すでに本日の仕事を終えた者たちは部屋に引き揚げているし、人がいるだなんて思いもしなかった。
「ここで何をしているの?」
まして、屋敷の主がいるような場所でもない。
「……俺がどこにいようと勝手だろ」
しばしの間を開けてから、ばつが悪そうにぶっきらぼうに言い放つ。
「うん。そうなんだけど」
「で? お前は何をしていたんだ? こんな廊下の真ん中で顔を叩いて」
「あはは。ちょっと気合いを入れていただけ」
私をジッと見て、カイルは軽く息を吐き出す。
「なんだ、案外元気なのだな。いらぬ心配だったか」
一人心地でそう呟く。
「えっと。もしかして、心配して此処で待っていてくれたの?」
「別に……」
私の問いに、カイルは口元を押さえて、プイッとそっぽを向く。
「でも、今心配したって言ったよね?」
自然と口元が緩む。
自分を気にかけてくれている人がいる。
それだけで、何だかすごく嬉しい。
疲れなんて吹っ飛んで、代わりに、胸の辺りがホワホワしてウズウズする。
期待を込めた眼差しを向けていると、カイルの眉間の皺が濃くなっていく。
「カイル?」
「頼むから、俺以外の者にそういう風になつくなよ」
なぜかいつになく真面目な顔でそう言い放つ。
「?」
そういう風ってどういう風だと言うのだろう?
しかも“なつく”って……。
「あのね、人を子供扱いしないでよ」
「子供だろう? お前は危なっかしすぎる。もう少し、警戒心というものを持て。隙がありすぎるんだ」
「意味がよく分からない。どうして警戒する必要があるの? それに、私のどこに隙があるのよ」
カイルの言葉に口を尖らせる。
ここはカイルのお屋敷で、カイルたちは信用が出来る人だ。
どうして“警戒”したりする必要があるっていうんだろう。
「……」
カイルは無言のまま私を見つめ、次の瞬間、私の両手首をつかみ取った。
「え?」
瞬く間の出来ごとに、一体何が起こっているのか分からなかった。
気がつくと、廊下の壁に両腕を拘束されたまま押しつけられ、自由を奪われていた。
唐突な出来ごとに、ただ唖然としてしまう。
「カイル?」
「……」
声をかけても反応をしてくれなくて、力を入れて捕えられた腕を動かしてみるけれど、ビクともしない。
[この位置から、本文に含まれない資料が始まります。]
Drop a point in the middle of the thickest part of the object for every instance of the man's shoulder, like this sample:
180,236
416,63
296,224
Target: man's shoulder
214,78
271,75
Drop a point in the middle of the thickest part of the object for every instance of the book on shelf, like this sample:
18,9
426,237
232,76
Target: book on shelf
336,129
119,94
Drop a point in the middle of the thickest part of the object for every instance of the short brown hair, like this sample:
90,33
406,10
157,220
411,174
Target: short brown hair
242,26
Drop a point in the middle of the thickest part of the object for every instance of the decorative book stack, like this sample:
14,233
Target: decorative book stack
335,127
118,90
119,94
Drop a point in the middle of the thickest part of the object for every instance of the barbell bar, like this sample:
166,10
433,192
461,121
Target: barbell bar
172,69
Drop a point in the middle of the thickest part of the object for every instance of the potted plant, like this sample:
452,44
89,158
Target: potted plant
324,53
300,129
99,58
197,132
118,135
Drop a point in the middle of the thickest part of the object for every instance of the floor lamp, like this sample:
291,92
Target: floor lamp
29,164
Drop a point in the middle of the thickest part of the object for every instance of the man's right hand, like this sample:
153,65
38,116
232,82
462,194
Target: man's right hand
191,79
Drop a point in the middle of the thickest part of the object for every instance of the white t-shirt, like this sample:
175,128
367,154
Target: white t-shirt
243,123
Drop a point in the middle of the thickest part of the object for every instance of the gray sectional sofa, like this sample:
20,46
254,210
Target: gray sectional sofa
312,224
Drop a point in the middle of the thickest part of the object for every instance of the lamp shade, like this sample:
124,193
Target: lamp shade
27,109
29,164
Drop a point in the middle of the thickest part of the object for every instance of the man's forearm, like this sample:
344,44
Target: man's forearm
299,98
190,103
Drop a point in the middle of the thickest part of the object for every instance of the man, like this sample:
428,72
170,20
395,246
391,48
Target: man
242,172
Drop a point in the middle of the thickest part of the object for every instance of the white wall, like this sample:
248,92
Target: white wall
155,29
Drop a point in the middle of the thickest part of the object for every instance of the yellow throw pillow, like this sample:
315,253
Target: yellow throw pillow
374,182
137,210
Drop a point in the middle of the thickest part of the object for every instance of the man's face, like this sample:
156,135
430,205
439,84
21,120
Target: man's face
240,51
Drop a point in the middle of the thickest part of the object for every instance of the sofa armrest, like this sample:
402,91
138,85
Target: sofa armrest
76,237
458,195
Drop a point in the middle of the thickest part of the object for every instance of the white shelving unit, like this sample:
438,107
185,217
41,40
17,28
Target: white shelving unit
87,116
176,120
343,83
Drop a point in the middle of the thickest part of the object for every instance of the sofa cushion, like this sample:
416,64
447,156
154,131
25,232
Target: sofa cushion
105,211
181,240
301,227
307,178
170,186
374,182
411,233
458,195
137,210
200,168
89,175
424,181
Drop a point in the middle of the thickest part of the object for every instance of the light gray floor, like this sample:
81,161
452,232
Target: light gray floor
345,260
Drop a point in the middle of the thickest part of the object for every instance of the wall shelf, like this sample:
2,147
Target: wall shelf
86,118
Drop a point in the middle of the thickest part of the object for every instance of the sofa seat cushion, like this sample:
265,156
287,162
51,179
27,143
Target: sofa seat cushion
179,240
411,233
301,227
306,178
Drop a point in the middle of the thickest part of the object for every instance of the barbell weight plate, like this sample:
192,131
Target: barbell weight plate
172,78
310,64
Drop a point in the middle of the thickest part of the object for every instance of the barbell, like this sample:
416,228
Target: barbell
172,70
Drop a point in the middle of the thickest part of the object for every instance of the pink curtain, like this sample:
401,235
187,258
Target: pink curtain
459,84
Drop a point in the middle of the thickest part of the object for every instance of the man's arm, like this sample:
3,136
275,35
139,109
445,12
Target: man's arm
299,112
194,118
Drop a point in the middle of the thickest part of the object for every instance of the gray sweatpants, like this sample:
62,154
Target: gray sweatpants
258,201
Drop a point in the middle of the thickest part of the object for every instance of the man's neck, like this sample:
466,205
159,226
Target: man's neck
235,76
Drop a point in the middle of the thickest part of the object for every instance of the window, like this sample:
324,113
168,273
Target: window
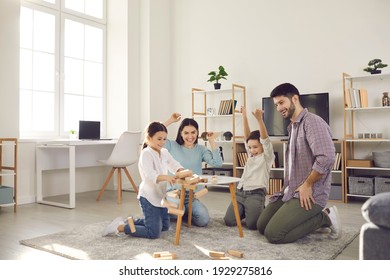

「言っただろ? 隙だらけだって。この状態で、お前はどうやって俺から逃げる?」
ゾクッとするような低いトーンの声。
私を拘束するカイルは、思った以上に至近距離にいて、微かな息遣いさえも感じる。
「は、離して」
カイルに触れられている手首が熱い。
そこから伝染して、体中がカァッと熱くなっていく気がする。
「無駄だ」
バタバタと暴れる私に、カイルは無慈悲な言葉を放つ。